Phishing yang dihasilkan AI dapat mengatasi kendala bahasa dan membuat email yang dipersonalisasi berdasarkan informasi media sosial pengguna.

Bahkan dapat meniru gaya penulisan individu tertentu, sehingga serangan phishing berpotensi lebih sulit dideteksi.

Deepfake menghadirkan tantangan keamanan siber lainnya. Apa yang dulunya hanya penelitian ilmiah kini telah menjadi masalah yang meluas. Penjahat siber telah menipu banyak orang dengan penipuan peniruan identitas selebriti, yang menyebabkan kerugian finansial yang signifikan.

Deepfake juga digunakan untuk mencuri akun pengguna dan mengirim audio permintaan uang menggunakan suara pemilik akun kepada teman dan kerabat.

Penipuan asmara yang canggih melibatkan penjahat siber yang membuat persona palsu dan berkomunikasi dengan korban di situs kencan.

Salah satu serangan paling rumit terjadi pada bulan Februari di Hong Kong, di mana penipu mensimulasikan panggilan konferensi video menggunakan deepfake untuk menyamar sebagai eksekutif perusahaan, meyakinkan seorang pekerja keuangan untuk mentransfer sekitar US$25 juta.

Kerentanan AI

Selain menggunakan AI untuk tujuan yang merugikan, penyerang juga dapat menyerang algoritma AI itu sendiri.

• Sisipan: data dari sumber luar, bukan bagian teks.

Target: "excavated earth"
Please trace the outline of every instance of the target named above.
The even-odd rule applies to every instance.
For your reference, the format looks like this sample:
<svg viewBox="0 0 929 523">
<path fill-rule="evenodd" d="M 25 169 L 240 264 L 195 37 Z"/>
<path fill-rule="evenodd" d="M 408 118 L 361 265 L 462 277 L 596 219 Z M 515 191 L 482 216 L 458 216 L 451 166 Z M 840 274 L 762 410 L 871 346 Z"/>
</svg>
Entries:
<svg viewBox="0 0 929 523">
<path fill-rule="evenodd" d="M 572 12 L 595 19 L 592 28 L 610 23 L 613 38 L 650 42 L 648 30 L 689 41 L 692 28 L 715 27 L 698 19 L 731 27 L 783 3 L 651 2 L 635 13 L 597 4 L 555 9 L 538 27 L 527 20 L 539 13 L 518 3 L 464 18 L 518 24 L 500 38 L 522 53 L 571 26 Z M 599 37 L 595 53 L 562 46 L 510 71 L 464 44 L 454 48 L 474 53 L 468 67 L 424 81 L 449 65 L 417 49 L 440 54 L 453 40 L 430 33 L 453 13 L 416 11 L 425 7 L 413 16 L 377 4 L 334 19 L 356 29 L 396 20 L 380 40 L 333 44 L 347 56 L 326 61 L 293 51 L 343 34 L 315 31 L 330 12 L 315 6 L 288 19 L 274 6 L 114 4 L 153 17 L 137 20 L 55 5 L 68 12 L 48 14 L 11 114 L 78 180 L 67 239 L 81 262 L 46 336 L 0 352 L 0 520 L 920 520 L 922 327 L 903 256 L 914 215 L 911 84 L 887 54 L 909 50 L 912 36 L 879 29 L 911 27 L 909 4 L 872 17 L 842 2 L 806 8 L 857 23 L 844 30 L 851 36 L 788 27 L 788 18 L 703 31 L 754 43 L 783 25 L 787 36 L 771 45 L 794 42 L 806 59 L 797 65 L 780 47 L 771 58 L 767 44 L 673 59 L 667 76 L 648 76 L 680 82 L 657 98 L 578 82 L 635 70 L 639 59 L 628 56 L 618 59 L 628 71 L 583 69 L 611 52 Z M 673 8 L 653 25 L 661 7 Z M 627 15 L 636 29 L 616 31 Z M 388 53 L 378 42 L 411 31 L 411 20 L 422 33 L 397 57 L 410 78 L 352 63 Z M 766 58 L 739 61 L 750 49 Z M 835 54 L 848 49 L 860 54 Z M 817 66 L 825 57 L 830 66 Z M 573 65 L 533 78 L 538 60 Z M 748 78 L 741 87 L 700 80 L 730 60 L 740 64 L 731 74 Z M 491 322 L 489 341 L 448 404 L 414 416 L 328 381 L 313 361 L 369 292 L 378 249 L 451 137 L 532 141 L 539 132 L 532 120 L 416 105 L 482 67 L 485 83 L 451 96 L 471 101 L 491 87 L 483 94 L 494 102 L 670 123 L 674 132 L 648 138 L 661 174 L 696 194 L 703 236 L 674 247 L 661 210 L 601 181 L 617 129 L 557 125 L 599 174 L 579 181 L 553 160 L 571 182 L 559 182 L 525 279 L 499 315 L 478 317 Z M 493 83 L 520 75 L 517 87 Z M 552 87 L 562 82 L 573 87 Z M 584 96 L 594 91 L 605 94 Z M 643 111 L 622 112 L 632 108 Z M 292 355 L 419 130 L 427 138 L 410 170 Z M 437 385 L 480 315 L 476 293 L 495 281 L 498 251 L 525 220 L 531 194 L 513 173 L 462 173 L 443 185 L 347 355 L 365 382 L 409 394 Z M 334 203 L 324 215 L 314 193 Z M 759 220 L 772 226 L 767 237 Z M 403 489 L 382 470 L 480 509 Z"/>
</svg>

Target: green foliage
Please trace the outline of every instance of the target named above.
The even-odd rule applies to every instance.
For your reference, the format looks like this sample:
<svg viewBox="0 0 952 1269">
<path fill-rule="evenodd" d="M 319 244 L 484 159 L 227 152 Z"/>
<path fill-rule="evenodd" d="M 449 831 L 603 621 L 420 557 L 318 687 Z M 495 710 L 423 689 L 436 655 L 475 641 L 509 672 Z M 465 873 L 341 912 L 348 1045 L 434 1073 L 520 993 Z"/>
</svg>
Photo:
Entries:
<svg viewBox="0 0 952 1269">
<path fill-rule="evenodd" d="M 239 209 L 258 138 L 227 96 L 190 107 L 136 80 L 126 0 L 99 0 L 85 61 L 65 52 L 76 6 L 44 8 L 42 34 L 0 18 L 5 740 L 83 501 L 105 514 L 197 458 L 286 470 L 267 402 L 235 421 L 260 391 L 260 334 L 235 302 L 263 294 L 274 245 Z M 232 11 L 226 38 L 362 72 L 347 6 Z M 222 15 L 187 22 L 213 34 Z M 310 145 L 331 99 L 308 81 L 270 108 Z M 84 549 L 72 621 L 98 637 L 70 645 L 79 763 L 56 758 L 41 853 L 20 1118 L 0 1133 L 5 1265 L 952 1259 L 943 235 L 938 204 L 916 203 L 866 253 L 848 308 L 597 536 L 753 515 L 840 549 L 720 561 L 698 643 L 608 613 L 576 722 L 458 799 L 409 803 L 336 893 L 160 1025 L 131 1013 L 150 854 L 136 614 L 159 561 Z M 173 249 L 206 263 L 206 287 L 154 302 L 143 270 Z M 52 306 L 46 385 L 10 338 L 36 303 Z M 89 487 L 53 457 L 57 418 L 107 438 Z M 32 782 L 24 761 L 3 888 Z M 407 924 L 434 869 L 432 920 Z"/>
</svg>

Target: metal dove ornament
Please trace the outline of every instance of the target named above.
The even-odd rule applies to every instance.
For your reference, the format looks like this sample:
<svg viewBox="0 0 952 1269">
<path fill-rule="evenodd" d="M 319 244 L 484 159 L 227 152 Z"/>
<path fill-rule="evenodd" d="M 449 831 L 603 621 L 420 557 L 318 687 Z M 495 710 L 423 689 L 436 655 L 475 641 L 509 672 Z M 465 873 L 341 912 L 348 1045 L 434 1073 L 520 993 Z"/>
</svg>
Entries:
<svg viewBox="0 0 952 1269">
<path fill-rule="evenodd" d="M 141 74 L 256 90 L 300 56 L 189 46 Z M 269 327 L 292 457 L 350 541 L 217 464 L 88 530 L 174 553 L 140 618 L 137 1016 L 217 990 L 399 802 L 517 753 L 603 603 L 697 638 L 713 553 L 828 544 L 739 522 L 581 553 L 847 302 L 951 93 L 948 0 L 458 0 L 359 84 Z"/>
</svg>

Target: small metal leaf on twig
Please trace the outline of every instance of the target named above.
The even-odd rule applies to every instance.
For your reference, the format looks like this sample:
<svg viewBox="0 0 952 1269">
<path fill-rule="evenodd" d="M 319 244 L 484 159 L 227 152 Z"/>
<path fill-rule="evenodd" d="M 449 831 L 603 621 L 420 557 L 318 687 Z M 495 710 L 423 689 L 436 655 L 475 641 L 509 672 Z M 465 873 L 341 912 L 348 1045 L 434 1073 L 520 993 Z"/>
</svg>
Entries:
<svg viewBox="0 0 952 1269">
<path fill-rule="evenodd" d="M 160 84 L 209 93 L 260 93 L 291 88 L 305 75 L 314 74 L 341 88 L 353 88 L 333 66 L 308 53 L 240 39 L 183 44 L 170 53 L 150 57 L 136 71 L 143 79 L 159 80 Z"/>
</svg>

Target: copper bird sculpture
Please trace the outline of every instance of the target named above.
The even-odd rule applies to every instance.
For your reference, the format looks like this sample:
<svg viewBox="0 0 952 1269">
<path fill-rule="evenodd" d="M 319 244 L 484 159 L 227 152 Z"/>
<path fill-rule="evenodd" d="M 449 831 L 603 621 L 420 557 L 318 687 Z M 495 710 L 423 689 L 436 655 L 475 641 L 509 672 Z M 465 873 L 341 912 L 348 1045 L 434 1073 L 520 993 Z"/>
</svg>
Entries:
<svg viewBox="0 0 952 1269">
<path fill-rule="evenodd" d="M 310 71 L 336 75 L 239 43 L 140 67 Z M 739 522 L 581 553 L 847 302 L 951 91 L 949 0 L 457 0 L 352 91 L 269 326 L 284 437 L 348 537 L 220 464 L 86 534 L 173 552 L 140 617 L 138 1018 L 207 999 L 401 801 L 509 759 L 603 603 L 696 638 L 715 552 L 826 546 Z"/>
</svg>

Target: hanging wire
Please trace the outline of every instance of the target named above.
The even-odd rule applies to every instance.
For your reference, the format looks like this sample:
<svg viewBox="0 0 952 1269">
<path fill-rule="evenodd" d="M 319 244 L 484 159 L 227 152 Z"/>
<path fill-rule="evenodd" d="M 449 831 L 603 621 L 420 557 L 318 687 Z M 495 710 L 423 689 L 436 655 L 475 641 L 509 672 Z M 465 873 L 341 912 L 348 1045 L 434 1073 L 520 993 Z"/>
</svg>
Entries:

Serangan siber ini meliputi:

1.    Serangan injeksi cepat pada model bahasa besar, di mana penyerang membuat permintaan yang melewati batasan perintah sebelumnya.
2.    Serangan adversarial pada algoritme pembelajaran mesin, di mana informasi tersembunyi dalam gambar atau audio dapat membingungkan AI dan menghasilkan keputusan yang salah.